The vaccine mandate battle: should the science be taken seriously?



Teacher receives COVID-19 Vaccine after NJ Mandate.

Mackenzie Prince and Ronit Khromchenko

Since its introduction in early 2021, the COVID-19 vaccine has been a controversial issue in America. It has led to utter disregard of science from many people, demonstrating the true neglect that some have for others’ well being.

Since many have refused to get vaccinated, politicians throughout the United States have enacted mandates pertaining to vaccination status. In early September, President Joe Biden spoke to the nation on such mandates, supporting the vaccine’s safety and effectiveness and explaining the progress made in battling the virus. Biden continued by encouraging unvaccinated individuals to get the vaccine, as well as mentioning the possibility of future mandates.

To enforce such a mandate, President Biden announced the Department of Labor was issuing a rule of emergency, which requires private companies with 100 or more employees to impose either vaccinations or weekly testing. A vaccine mandate was issued for all healthcare and federal workers, and were provided with no option of weekly testing.

Biden left the decision for vaccine mandates in schools up to state prosecutors. In New Jersey, Governor Phil Murphy has required that all school employees be fully vaccinated or undergo weekly testing. This mandate allows for both staff and students to feel safer in their work environment.

Furthermore, there has been controversy over whether or not students should also be required to get vaccinated.

Mandating a vaccine, or alternatives like weekly testing, will ultimately decrease COVID-19 cases in schools. However, COVID-19 vaccine mandates should have exceptions, such as medical conditions.

Sophomore Lily Howard of Shrewsbury also believes that COVID-19 vaccines should be mandated, but sympathizes with those who are unable to be vaccinated.

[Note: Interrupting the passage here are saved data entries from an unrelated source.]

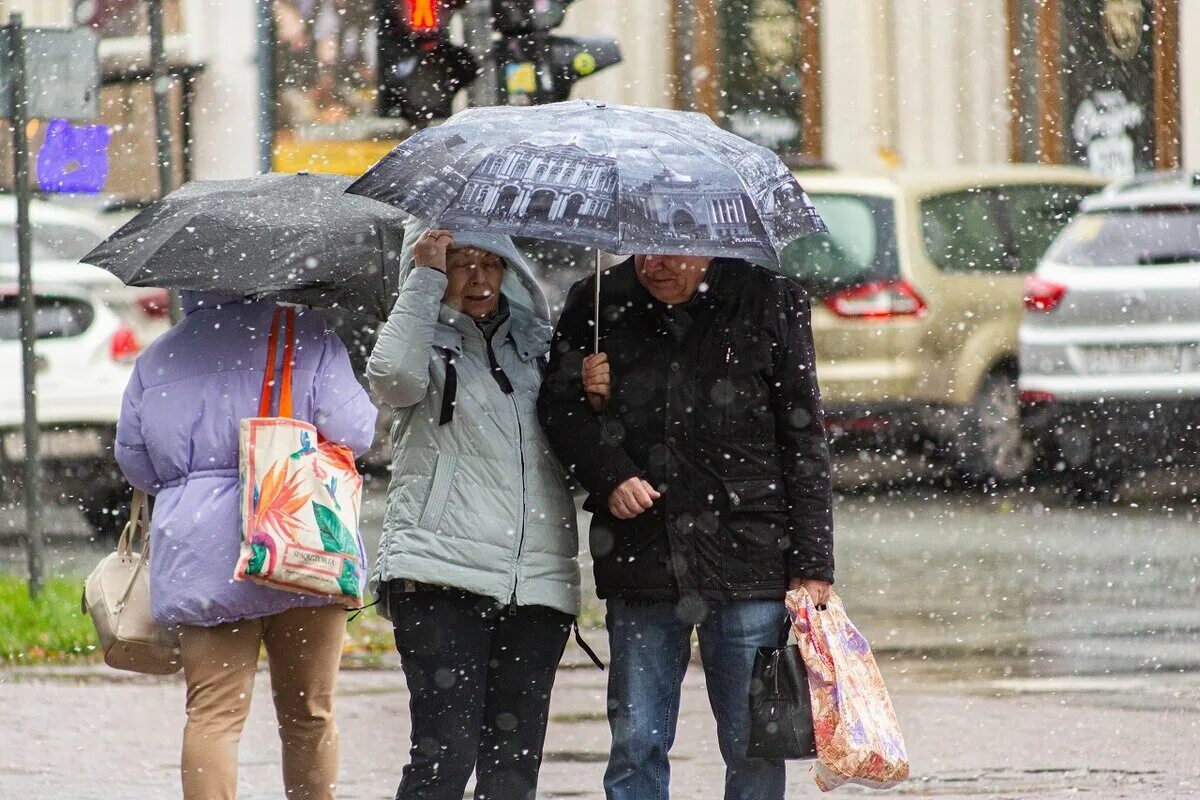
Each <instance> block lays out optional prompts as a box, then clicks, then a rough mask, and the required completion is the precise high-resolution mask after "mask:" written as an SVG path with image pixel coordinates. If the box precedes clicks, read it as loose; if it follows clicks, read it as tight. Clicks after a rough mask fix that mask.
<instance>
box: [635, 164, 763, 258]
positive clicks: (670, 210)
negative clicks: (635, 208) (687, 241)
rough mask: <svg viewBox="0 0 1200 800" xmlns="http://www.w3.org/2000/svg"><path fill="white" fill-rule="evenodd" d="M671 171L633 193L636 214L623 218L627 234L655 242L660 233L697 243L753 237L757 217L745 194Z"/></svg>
mask: <svg viewBox="0 0 1200 800" xmlns="http://www.w3.org/2000/svg"><path fill="white" fill-rule="evenodd" d="M706 186H707V185H706V184H704V182H702V181H696V180H694V179H691V178H689V176H686V175H682V174H679V173H677V172H674V170H672V169H670V168H664V169H662V170H660V172H658V173H655V174H654V176H653V178H650V179H649V180H648V181H646V182H644V184H642V185H641V186H638V187H637V188H636V190H635V191H634V192H632V193H631V198H632V201H634V203H635V204H636V205H637V207H636V209H632V210H631V211H635V212H634V213H626V215H623V216H624V218H625V219H626V221H631V222H626V223H625V224H626V231H625V235H626V236H629V237H631V239H644V240H647V241H653V240H654V237H655V234H656V233H658V231H665V233H670V234H671V235H676V236H679V235H691V236H692V237H695V239H697V240H707V239H722V240H726V241H737V240H739V239H749V237H751V236H752V235H754V228H755V227H756V225H757V217H756V215H755V212H754V210H752V209H749V207H748V206H746V197H745V194H744V193H742V192H730V191H724V192H722V191H713V190H710V188H706Z"/></svg>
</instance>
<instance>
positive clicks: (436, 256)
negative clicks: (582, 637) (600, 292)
mask: <svg viewBox="0 0 1200 800" xmlns="http://www.w3.org/2000/svg"><path fill="white" fill-rule="evenodd" d="M550 337H551V326H550V319H548V308H547V305H546V299H545V296H544V295H542V293H541V290H540V288H539V287H538V284H536V282H535V281H534V278H533V275H532V272H530V270H529V266H528V264H527V261H526V260H524V258H522V255H521V254H520V253H518V252H517V249H516V247H515V246H514V245H512V241H511V240H510V239H509V237H508V236H493V235H482V234H469V233H456V234H451V233H450V231H448V230H425V229H422V228H420V227H415V228H410V229H409V230H408V231H407V233H406V237H404V253H403V255H402V273H401V290H400V296H398V299H397V300H396V306H395V308H394V309H392V312H391V315H390V317H389V319H388V323H386V324H385V325H384V326H383V329H382V330H380V332H379V338H378V342H377V343H376V347H374V350H373V351H372V354H371V359H370V362H368V365H367V377H368V378H370V381H371V387H372V390H373V391H374V392H376V395H377V396H378V397H379V398H380V399H382V401H383V402H385V403H388V404H389V405H391V407H394V408H395V417H394V421H392V429H391V437H392V449H394V456H392V459H394V461H392V477H391V486H390V488H389V492H388V510H386V515H385V519H384V531H383V539H382V541H380V545H379V558H378V560H377V565H376V571H374V573H373V576H372V587H373V589H374V591H376V595H377V599H378V600H379V603H380V610H382V613H384V614H385V615H386V616H388V618H389V619H391V621H392V626H394V628H395V637H396V648H397V650H398V651H400V656H401V664H402V667H403V670H404V676H406V680H407V682H408V688H409V692H410V696H412V699H410V706H409V708H410V712H412V723H413V724H412V748H410V751H409V763H408V765H407V766H404V770H403V777H402V778H401V782H400V788H398V789H397V793H396V798H397V799H400V800H408V799H415V798H421V799H439V798H448V799H450V798H452V799H454V800H460V799H461V798H462V796H463V790H464V789H466V786H467V782H468V780H469V778H470V774H472V771H473V770H474V771H475V777H476V781H475V796H476V798H487V799H488V800H504V799H517V798H520V799H522V800H524V799H527V798H528V799H532V798H533V796H534V793H535V790H536V783H538V771H539V768H540V765H541V752H542V742H544V740H545V734H546V721H547V712H548V708H550V691H551V687H552V686H553V681H554V672H556V668H557V666H558V661H559V658H560V657H562V654H563V648H564V646H565V644H566V637H568V633H569V631H570V626H571V622H572V620H574V618H575V616H576V615H577V613H578V606H580V570H578V563H577V560H576V554H577V551H578V534H577V531H576V522H575V505H574V503H572V500H571V495H570V493H569V491H568V488H566V485H565V481H564V476H563V469H562V467H560V465H559V463H558V462H557V461H556V458H554V456H553V455H552V453H551V451H550V446H548V444H547V441H546V438H545V435H544V434H542V431H541V427H540V425H539V422H538V414H536V399H538V391H539V387H540V384H541V371H542V362H544V359H545V356H546V353H547V350H548V348H550Z"/></svg>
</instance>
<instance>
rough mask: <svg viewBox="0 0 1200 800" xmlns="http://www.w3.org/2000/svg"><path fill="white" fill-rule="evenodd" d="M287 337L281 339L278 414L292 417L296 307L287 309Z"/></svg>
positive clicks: (294, 358) (294, 356)
mask: <svg viewBox="0 0 1200 800" xmlns="http://www.w3.org/2000/svg"><path fill="white" fill-rule="evenodd" d="M286 313H287V333H284V336H287V338H286V339H284V341H283V377H282V380H281V381H280V416H282V417H287V419H289V420H290V419H292V363H293V361H295V339H296V336H295V333H296V309H295V308H288V309H287V312H286Z"/></svg>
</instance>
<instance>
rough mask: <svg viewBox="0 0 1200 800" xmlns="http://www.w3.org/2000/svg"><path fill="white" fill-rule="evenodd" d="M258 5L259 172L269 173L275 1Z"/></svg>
mask: <svg viewBox="0 0 1200 800" xmlns="http://www.w3.org/2000/svg"><path fill="white" fill-rule="evenodd" d="M257 5H258V20H257V26H258V172H259V173H269V172H271V167H272V166H274V156H275V154H274V151H275V36H276V35H275V0H257Z"/></svg>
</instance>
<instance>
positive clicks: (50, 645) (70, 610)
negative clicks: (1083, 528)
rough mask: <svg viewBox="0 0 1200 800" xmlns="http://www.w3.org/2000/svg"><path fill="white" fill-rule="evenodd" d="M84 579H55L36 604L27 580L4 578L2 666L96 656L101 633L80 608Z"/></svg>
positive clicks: (86, 657) (46, 662)
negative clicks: (32, 598)
mask: <svg viewBox="0 0 1200 800" xmlns="http://www.w3.org/2000/svg"><path fill="white" fill-rule="evenodd" d="M82 594H83V581H79V579H70V578H50V579H49V581H47V582H46V588H44V589H43V590H42V594H41V595H40V596H38V597H37V600H36V601H34V600H30V599H29V589H28V584H26V583H25V581H24V579H23V578H17V577H12V576H0V663H13V664H26V663H61V662H70V661H80V660H94V658H95V657H96V631H95V628H92V626H91V618H90V616H89V615H88V614H84V613H82V612H80V610H79V597H80V595H82Z"/></svg>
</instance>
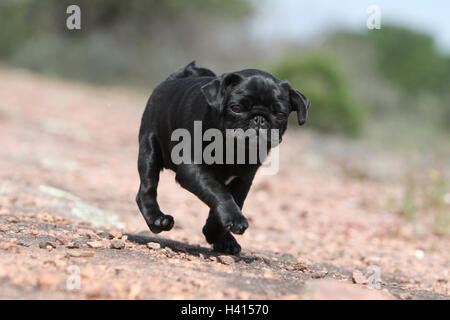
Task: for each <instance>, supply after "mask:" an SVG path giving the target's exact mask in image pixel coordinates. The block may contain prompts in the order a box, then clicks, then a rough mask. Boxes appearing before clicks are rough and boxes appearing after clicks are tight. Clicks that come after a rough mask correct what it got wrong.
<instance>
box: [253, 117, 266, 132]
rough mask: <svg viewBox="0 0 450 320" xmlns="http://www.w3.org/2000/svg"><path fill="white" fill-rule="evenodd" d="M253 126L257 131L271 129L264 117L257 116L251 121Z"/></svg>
mask: <svg viewBox="0 0 450 320" xmlns="http://www.w3.org/2000/svg"><path fill="white" fill-rule="evenodd" d="M251 125H252V127H253V128H254V129H255V130H257V131H258V130H259V129H268V128H269V125H268V123H267V120H266V118H265V117H264V116H255V117H254V118H253V119H252V120H251Z"/></svg>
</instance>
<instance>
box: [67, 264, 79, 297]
mask: <svg viewBox="0 0 450 320" xmlns="http://www.w3.org/2000/svg"><path fill="white" fill-rule="evenodd" d="M67 273H68V275H69V276H68V277H67V280H66V289H67V290H69V291H74V290H80V289H81V271H80V267H79V266H77V265H75V264H71V265H70V266H68V267H67Z"/></svg>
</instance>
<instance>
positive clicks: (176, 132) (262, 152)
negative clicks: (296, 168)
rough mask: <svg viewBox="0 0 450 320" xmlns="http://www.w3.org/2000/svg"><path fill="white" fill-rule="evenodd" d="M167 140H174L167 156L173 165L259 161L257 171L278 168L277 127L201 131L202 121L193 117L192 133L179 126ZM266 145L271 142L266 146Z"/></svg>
mask: <svg viewBox="0 0 450 320" xmlns="http://www.w3.org/2000/svg"><path fill="white" fill-rule="evenodd" d="M269 140H270V142H269ZM171 141H176V142H178V143H177V144H176V145H175V146H174V147H173V149H172V152H171V160H172V162H173V163H174V164H176V165H180V164H207V165H212V164H258V163H260V164H261V174H263V175H274V174H276V173H277V172H278V167H279V149H278V145H279V142H280V135H279V130H278V129H271V130H270V131H269V130H267V129H259V130H258V131H256V130H255V129H247V130H245V131H244V130H243V129H226V130H225V133H223V132H222V131H221V130H219V129H215V128H210V129H207V130H205V131H204V132H203V129H202V122H201V121H195V122H194V136H193V137H192V136H191V132H190V131H189V130H187V129H183V128H179V129H176V130H174V131H173V132H172V136H171ZM205 143H207V145H206V146H204V144H205ZM268 145H270V146H272V148H271V149H270V150H269V146H268ZM269 151H270V154H269Z"/></svg>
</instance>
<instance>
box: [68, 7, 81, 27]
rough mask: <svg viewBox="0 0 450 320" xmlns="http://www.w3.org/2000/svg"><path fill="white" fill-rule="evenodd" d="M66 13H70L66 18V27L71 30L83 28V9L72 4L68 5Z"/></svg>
mask: <svg viewBox="0 0 450 320" xmlns="http://www.w3.org/2000/svg"><path fill="white" fill-rule="evenodd" d="M66 13H67V14H68V15H69V16H68V17H67V19H66V27H67V29H69V30H81V9H80V7H79V6H77V5H75V4H72V5H70V6H68V7H67V9H66Z"/></svg>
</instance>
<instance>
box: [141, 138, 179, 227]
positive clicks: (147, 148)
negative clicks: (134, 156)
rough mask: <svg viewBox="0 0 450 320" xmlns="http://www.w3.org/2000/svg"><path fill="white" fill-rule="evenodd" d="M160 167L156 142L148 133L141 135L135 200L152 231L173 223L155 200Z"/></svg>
mask: <svg viewBox="0 0 450 320" xmlns="http://www.w3.org/2000/svg"><path fill="white" fill-rule="evenodd" d="M162 168H163V166H162V159H161V154H160V150H159V146H158V144H157V143H156V141H155V140H154V139H153V138H152V137H151V136H150V135H149V136H143V137H142V138H141V141H140V143H139V157H138V171H139V177H140V179H141V184H140V186H139V191H138V193H137V195H136V202H137V205H138V207H139V210H140V211H141V213H142V215H143V216H144V219H145V222H147V225H148V226H149V228H150V230H151V231H152V232H153V233H160V232H161V231H169V230H170V229H172V227H173V224H174V220H173V217H172V216H170V215H166V214H164V213H162V212H161V210H160V209H159V205H158V202H157V200H156V195H157V187H158V182H159V173H160V172H161V170H162Z"/></svg>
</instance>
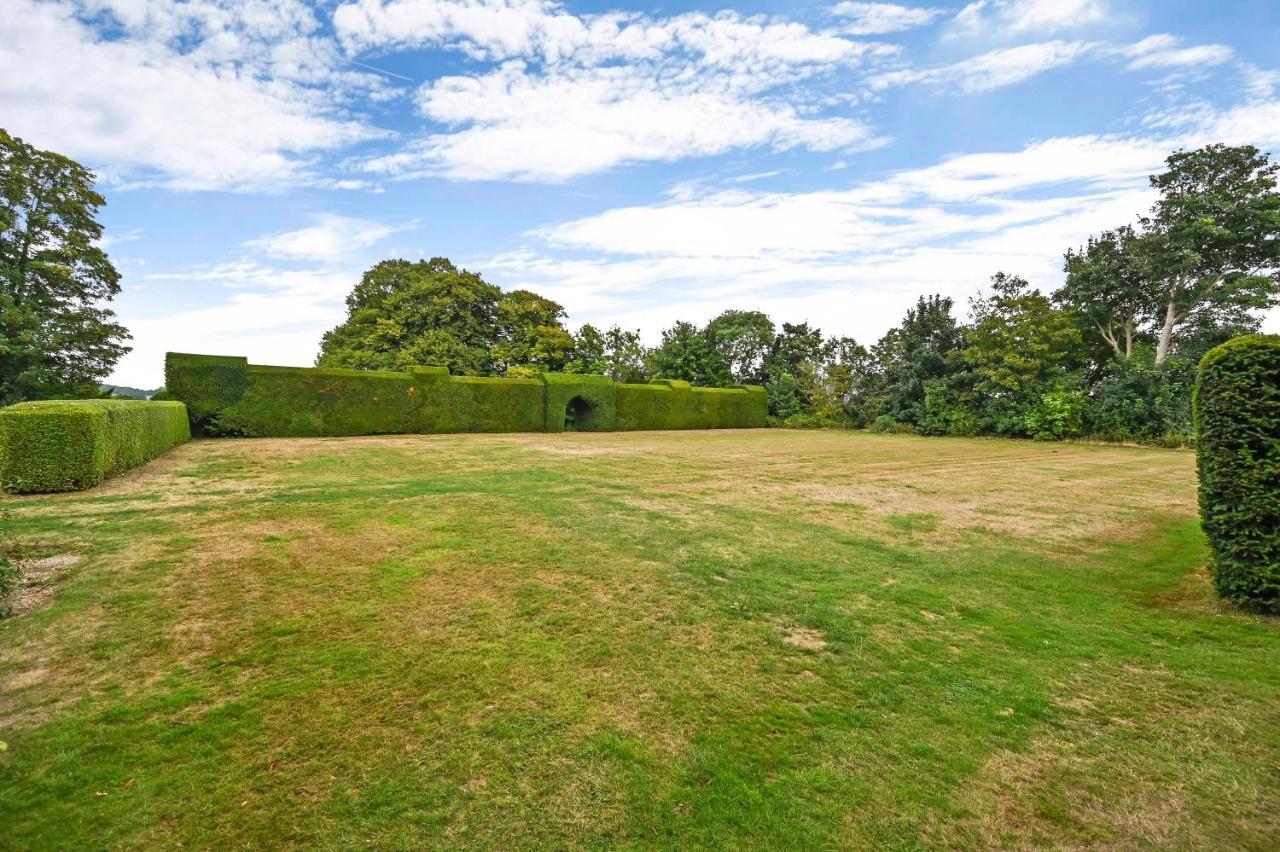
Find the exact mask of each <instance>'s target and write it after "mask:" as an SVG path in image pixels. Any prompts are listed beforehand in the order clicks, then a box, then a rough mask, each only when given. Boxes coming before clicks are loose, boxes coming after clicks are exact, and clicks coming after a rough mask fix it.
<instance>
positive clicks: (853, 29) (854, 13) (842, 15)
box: [831, 0, 946, 36]
mask: <svg viewBox="0 0 1280 852" xmlns="http://www.w3.org/2000/svg"><path fill="white" fill-rule="evenodd" d="M831 14H833V15H838V17H841V18H845V19H846V22H847V23H845V24H844V26H842V27H841V32H845V33H849V35H850V36H877V35H882V33H891V32H901V31H904V29H914V28H915V27H924V26H927V24H931V23H933V20H936V19H937V18H938V17H941V15H943V14H946V9H931V8H924V6H902V5H899V4H896V3H851V1H850V0H845V1H844V3H837V4H836V5H835V6H832V8H831Z"/></svg>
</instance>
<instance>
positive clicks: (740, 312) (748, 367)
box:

“If we don’t have any rules in place, we’ll be stuck with COVID for much longer than we should be,” Howard said.

Vaccine mandates will also encourage more students and staff to get vaccinated, as they will realize it will decrease their chances of having a positive test result. According to the CDC, “people who were partially or fully vaccinated were 66 percent less likely to test positive for SARS-CoV-2 infection for more than one week compared to those who were unvaccinated.”

Ultimately, vaccine mandates have more benefits than drawbacks, since it is the best way to keep everyone healthy.

Not only do vaccines protect one from contracting COVID-19, but they also prevent future outbreaks, meaning that schools will begin the return to normalcy at a faster rate. This is not propaganda or another step on a political agenda, but rather a solution to an ongoing problem that could be solved.